Common CPUs that go into smartphones, laptops and even desktop PCs have a variable clock rate. When the scheduler detects that it has idle time, it can reduce the clock rate, and increase it again if there are more processes competing for CPU time.
CPUs optimized for battery-powered devices tend to be composed of many functional components that each have their own clock (example: ARM Cortex A8). When one component is idle, the operating system can turn it off (or reduce its clock), which saves power. For example, on many multicore CPUs (such as the ones in high-end mobile devices), each core can be turned on or off separately. ARM is particularly good at this game, which is one of the reasons why most smartphones have ARM CPUs.
Varying the clock rate or turning off the clock of electronic components is known as power management.
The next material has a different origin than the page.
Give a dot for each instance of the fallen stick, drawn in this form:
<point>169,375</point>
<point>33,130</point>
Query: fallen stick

It tends to be a complex part of writing and optimizing an operating system for a battery-powered device, with many dependencies on the exact hardware model.
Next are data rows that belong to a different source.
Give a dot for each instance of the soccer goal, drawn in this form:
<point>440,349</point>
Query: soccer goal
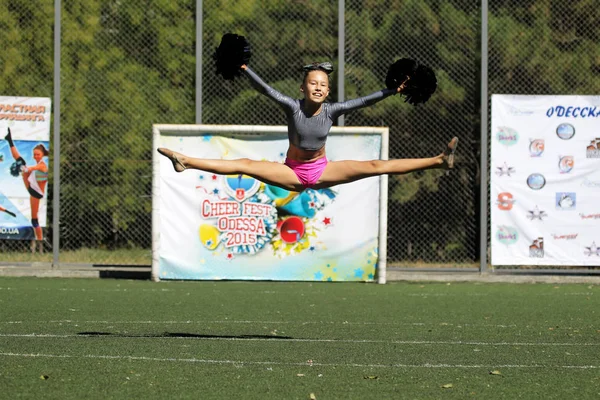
<point>211,227</point>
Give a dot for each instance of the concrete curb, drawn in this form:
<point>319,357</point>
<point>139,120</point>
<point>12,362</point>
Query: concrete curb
<point>393,275</point>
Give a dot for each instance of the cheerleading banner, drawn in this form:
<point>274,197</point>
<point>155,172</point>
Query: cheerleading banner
<point>215,227</point>
<point>545,180</point>
<point>24,144</point>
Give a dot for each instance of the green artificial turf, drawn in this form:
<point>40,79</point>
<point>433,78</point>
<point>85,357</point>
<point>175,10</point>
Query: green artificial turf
<point>77,338</point>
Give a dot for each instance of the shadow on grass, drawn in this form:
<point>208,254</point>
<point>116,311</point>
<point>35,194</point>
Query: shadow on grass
<point>181,335</point>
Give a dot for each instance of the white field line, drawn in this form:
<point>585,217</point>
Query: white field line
<point>312,364</point>
<point>433,294</point>
<point>249,322</point>
<point>299,323</point>
<point>283,339</point>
What goes for the CPU goes for peripherals too. The backlit display is a major consumer of power on a smartphone, for example, followed by the radio. The CPU operating system may play a role in power management of peripherals; secondary chips also runs their own firmware which performs power management as well.
Applications have their part to play in keeping power consumption down: they must allow the operating system to do its thing. The worst thing an application can do is polling — running a loop like while (not_ready()) {}
. Even introducing a small delay as in while (not_ready()) {usleep(100);}
doesn't help as it doesn't allow enough time for the processor to go into low-power mode, or if it does, each unfruitful wake up means wasted energy. Thus the operating system APIs must be designed so that applications never need to poll, but can instead subscribe to some kind of event mechanism and remain idle until they are notified of a relevant event. Applications in turn need to take advantage of such mechanisms, so the design of the whole software stack has an impact on power consumption.
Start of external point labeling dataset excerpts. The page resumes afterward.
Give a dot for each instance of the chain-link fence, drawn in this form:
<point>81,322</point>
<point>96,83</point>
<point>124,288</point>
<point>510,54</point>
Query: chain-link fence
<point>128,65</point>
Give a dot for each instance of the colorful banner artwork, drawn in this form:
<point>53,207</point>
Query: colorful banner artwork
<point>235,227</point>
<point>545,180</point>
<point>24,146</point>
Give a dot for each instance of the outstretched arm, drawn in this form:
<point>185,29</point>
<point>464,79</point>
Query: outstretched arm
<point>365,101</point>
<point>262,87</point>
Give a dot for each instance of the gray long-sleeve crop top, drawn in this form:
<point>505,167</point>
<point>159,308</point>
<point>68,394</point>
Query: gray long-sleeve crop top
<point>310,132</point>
You can get some information about what's responsible for your PC's power consumption with Intel's Powertop utility. Smartphones typically have a way to see how much power applications have been consuming as well. Accounting for power consumption by application precisely is difficult: if a component wakes up for two applications, the wake-up time may be accounted to one of them somewhat arbitrarily or to neither; peripherals' power consumption are also not always be easily tracked to the application responsible.
A RAM chip doesn't know which of its bits store data of an active process, so it can't be turned off selectively in this manner. A process's power consumption isn't related to the amount of memory that it uses (except inasmuch as the RAM accesses consume power, but re-using the same memory or using different RAM areas makes no difference with respect to power consumption).